Cricket may represent the rustle of notes in Indian sport, but the game of football must most definitely stand for passion.
It's not for nothing that there's folklore in Kolkata around how women in the old days sold their jewellery to fund their husbands' favorite players' wages. Or how a man superstitious about his favorite team losing in his absence came to the football stadium after cremating his son. And while there was always much passion about the game, money was not necessarily flowing in.
However, things may be changing for the better.
According to the All India Football Federation, the sport's governing body in the country, the average salary of India's professional footballers for the upcoming season beginning August, saw a jump of between 40 and 62 percent from last year.
"Any average professional player, who played for India last year made anywhere between Rs 40 and 50 lakh per annum. This season their salaries have seen a spike and they are drawing anywhere between Rs 65 and 70 lakh," said the All India Football Association's spokesperson, Nilanjan Datta.
The highest paid player in India for the coming season is the Nigerian striker for Mohun Bagan, Odafa Okolie, drawing a whopping Rs 3.25 crore. He is followed by Prayag United's Nigerian striker Ranty Martins who will make Rs 1.8 crore this season, Tolgay Ozbey of Mohun Bagan who will draw a salary of Rs 1.5 crore and Costa Rican mid-fielder Carlos Hernandez who will play for Prayag United a sum of Rs 1.25 crore. All these players are also eligible for perks like accommodation, reimbursement of children's tuition fees and (yes!) a Mercedes S-Class.
While the top paid Indian footballers don't have it as good as their imported counterparts with the perks, they still make a sum that is handsome by Indian football standards.
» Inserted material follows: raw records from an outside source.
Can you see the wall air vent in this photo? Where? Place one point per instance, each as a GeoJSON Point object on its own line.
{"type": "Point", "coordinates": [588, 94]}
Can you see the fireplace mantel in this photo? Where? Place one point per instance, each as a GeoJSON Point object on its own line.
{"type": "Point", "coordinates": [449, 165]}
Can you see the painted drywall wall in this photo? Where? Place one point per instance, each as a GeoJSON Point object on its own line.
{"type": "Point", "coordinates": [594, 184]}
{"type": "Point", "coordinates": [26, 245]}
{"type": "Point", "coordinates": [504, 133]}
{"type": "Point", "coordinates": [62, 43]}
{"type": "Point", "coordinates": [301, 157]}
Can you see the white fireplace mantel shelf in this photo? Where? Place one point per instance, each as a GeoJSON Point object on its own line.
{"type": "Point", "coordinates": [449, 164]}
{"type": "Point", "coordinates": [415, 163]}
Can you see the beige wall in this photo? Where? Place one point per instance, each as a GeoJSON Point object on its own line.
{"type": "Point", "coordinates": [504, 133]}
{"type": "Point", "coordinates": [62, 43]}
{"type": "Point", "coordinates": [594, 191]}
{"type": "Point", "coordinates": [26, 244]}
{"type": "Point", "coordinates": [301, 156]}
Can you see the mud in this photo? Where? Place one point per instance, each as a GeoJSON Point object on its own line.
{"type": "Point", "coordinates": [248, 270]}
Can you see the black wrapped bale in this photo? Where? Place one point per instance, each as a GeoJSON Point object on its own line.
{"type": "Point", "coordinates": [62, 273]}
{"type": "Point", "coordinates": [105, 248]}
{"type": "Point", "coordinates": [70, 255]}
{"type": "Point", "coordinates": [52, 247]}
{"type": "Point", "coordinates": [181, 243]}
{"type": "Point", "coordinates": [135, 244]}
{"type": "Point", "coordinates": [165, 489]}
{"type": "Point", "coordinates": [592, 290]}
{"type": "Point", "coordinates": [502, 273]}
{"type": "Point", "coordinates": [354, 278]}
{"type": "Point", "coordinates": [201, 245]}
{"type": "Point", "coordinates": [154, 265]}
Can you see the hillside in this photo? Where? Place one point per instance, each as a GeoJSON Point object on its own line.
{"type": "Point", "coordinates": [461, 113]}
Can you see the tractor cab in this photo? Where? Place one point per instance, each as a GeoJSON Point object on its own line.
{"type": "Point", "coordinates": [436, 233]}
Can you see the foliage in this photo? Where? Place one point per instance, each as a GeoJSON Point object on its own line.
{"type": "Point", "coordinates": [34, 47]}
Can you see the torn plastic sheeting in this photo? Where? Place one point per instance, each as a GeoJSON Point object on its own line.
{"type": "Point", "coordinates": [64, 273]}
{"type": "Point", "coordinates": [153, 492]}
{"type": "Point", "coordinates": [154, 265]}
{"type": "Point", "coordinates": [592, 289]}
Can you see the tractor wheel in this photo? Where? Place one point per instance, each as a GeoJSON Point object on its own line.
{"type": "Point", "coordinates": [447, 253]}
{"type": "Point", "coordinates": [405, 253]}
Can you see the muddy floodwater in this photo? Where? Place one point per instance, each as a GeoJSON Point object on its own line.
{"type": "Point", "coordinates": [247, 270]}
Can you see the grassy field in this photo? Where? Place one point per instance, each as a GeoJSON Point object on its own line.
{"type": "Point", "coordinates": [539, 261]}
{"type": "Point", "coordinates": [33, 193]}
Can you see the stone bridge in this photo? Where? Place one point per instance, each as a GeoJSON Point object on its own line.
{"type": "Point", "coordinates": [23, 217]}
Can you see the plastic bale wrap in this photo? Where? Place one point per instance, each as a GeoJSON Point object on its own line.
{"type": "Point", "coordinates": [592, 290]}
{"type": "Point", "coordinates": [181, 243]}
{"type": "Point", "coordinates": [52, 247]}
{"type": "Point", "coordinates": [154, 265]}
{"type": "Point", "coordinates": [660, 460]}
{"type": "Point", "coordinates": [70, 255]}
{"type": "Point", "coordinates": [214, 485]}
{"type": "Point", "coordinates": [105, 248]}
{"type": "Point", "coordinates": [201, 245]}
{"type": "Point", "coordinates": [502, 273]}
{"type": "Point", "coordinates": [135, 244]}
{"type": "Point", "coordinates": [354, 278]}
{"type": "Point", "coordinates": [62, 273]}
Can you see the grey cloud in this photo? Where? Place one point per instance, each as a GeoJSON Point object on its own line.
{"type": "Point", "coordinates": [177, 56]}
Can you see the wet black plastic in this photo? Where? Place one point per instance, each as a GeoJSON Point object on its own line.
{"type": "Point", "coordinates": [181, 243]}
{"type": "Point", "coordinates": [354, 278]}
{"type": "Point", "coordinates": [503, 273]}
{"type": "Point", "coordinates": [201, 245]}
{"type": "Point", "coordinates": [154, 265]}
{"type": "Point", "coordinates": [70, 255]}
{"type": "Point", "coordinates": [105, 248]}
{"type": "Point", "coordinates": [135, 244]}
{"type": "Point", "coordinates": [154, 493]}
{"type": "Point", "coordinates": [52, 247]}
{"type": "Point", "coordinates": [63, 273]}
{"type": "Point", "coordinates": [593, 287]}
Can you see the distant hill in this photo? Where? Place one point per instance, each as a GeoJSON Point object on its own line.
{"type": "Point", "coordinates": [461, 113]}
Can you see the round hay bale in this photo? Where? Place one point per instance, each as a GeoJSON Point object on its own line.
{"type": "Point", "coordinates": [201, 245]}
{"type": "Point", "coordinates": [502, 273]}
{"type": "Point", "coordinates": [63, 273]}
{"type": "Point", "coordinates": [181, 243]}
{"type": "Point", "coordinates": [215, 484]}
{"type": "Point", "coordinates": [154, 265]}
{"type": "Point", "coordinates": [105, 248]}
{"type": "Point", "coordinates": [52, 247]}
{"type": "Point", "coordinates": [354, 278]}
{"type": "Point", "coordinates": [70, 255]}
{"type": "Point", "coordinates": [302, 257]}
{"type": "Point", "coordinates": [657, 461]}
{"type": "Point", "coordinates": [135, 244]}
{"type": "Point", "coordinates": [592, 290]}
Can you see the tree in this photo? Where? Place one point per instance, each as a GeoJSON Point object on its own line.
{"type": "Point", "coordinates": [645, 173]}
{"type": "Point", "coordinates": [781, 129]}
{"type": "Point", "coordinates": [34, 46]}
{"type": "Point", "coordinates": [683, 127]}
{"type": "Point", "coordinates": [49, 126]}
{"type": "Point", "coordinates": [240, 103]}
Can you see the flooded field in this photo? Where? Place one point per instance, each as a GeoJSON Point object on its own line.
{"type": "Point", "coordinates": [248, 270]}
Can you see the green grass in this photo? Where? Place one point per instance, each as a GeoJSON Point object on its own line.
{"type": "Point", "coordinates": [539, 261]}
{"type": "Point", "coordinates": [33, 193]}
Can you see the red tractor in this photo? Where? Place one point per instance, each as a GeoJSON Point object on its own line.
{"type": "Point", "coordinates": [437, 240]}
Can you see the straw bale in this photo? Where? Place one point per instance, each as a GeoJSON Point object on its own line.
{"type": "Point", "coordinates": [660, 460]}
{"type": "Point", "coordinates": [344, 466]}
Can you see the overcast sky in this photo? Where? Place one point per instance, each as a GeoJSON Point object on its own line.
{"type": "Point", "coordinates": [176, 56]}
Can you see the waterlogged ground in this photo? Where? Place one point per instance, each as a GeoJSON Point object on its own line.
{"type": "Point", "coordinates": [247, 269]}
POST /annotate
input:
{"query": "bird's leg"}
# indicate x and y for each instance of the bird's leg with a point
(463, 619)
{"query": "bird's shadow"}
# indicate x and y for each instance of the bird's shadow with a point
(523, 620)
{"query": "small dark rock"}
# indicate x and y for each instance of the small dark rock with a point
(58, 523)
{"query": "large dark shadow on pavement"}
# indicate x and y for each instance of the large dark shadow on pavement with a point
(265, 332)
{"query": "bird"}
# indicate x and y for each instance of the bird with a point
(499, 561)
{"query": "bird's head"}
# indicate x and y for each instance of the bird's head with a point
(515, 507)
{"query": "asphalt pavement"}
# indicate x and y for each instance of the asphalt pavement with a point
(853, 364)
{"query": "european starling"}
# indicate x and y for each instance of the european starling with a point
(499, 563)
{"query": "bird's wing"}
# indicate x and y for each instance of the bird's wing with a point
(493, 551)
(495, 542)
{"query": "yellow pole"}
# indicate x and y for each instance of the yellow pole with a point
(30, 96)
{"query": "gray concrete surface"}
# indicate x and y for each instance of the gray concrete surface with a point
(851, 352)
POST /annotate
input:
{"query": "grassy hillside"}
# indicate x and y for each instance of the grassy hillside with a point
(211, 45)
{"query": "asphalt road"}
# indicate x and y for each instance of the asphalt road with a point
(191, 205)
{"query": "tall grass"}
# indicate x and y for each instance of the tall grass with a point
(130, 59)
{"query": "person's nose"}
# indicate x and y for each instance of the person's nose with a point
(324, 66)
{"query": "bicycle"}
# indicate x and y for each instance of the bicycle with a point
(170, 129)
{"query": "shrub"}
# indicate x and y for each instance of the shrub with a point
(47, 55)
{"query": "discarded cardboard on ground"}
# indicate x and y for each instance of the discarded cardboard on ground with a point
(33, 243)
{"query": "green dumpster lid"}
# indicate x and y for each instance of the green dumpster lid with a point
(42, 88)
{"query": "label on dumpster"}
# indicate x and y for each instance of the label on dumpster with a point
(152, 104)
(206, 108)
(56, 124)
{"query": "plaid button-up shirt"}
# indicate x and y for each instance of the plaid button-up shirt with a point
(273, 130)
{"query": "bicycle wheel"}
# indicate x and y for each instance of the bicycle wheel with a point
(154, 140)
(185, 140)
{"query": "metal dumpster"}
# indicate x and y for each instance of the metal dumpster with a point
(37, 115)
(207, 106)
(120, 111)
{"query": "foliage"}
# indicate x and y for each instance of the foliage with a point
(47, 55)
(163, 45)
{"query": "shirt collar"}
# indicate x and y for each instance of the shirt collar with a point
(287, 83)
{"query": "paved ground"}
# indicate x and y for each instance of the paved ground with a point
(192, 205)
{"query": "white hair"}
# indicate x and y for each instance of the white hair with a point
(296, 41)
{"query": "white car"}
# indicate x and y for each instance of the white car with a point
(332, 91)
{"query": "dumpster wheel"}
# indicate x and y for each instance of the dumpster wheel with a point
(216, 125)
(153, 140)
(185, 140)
Subrata Pal, India's goalkeeper nicknamed "Spiderman"— who plays for Prayag United, will make Rs 1.1 crore this year, while Gouramangi Singh, central defender for Prayag United, will earn Rs 1.05 crore as salary.
The association says that even second league footballers make an average of Rs 8 to 10 lakhs a year.
And then of course, there's Sunil Chhetri, who after excelling for India's senior side has signed for Portugal's Sporting Lisbon.
According to the AIFF, there has also been an increase in the number of spectators for the Indian League matches at stadiums. While a Mohun Bagan versus East Bengal match always draws record crowds of anywhere between 80,000 and 1,20,000 fans, a regular Indian League match has seen the number of spectators go up from a little over 3,000 spectators two years ago to an average of 5,000 spectators at each match this past year.
The reason being, the increased interest in and exposure to football nationally. "The game has become mostly popular due to the increased number of matches being aired on TV these days and also personal interest," says AIFF's spokesperson.
However, Indian football still has its fair share of problems. While the game is still the predominant choice in Kolkata, youngsters tend to follow and recall European Clubs more than homegrown clubs -- like Mohun Bagan, East Bengal or Dempo. The problem says Dutta, lies in India not being a country that has a club culture.
"It is precisely the reason why it's always a houseful for any match in Delhi that has the national team playing," he says.
This culture spill also reflects in the number of clubs in the country. India has just 1,500 registered clubs all over the country and only a measly 30 dedicated football fields.
Also, since most clubs in India are driven by a personal interest and are owned by business families, the discrepancy in their budgets is huge. For example a Prayag United has a budget of Rs 20 crore for the upcoming season, while Bhaichung Bhutia's United Sikkim FC is facing a cash crunch with a budget of just Rs 3 crore. While clubs like United Sikkim FC and Shillong Lajong FC may have immensely talented players, the paucity of funds pose a huge challenge to the team and its players.
So while the overall pay of footballers in the country has improved, the state of the game in India remains status quo. With a few exceptions— it's all passion and mostly no pay.